At the bottom layer, there are few things more motivating than a peer improving faster than you are. Friendly competition has been a mainstay of performance for centuries — it’s a well-known phenomenon that the fastest running times, for example, occur during competitions. Friendly competition with others pushes us to overcome the barriers in our way and transcend limits we’d otherwise accept tacitly.

But a community of peers offers much more than this baseline. The community can help you improve just as much as any idol or teacher. Within music communities in Los Angeles, a there is a constant, mass exchange of ideas. Musicians swap samples; deconstruct productions; make music in new genres; stay up until 3am putting together synth patches; go out to shows and meet other artists; and analyze the latest pop hit. There’s constant discussion around contemporary topics, from the music itself to copyright law, marketing, and money.

It’s not just that these people are your friends and your competition — it’s that the community is an immersive environment.

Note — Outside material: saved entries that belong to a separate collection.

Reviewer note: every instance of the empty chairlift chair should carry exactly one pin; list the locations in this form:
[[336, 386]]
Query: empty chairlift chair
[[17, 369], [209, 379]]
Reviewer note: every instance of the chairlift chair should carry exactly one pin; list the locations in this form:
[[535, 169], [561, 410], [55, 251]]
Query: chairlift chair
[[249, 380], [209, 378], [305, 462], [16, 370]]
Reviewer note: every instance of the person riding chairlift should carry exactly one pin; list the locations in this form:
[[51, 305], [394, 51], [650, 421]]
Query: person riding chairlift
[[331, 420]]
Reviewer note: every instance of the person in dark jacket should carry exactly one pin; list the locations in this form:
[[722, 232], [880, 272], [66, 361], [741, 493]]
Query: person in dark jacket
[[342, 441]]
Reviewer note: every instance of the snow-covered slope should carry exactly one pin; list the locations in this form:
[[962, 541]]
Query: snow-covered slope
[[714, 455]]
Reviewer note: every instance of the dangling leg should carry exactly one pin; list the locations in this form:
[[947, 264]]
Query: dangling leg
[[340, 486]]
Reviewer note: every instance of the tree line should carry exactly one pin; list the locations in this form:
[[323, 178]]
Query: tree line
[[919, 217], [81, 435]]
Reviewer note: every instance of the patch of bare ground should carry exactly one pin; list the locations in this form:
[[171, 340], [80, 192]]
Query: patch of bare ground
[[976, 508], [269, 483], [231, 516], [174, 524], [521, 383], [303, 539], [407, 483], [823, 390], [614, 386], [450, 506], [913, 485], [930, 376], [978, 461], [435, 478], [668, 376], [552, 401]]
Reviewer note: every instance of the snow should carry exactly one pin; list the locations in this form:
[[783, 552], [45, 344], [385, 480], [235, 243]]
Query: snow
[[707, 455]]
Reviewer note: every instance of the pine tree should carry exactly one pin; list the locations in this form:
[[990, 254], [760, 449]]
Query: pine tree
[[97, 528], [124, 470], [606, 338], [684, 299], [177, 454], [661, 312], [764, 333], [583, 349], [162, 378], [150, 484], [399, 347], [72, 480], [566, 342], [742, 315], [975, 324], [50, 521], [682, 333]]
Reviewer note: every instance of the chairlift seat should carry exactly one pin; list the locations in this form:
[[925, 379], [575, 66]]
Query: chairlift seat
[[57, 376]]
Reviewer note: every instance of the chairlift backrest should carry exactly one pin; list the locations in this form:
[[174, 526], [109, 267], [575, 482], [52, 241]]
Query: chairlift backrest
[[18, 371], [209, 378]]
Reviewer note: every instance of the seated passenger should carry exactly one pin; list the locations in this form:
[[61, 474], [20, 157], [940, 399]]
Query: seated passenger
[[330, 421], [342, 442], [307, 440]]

If you are in a community that doesn’t care about or support your art, then you are at a disadvantage. You don’t simply lack the benefits of a supportive and invigorating community — often, you’re actively discouraged. Most musicians I know have been told, “Oh, music? That’s cool. But when are you going to get . . . you know, a real job?” In this kind of environment, it’s much tougher to be successful.

If you don’t have a community yet, you don’t have to pack your bags and come out to Los Angeles. The amount of conversation and sharing of music online has made it possible to join the global music community from anywhere. Forums from KVR, subreddits like WeAreTheMusicMakers, collaboration sites like FindMySong, and even Facebook groups all provide ways to tap into a community you’d otherwise be hard-pressed to find.

As you continue to work hard towards your goals in music, keep in mind the three people you need in your career: the Idol, the Teacher, and the Community.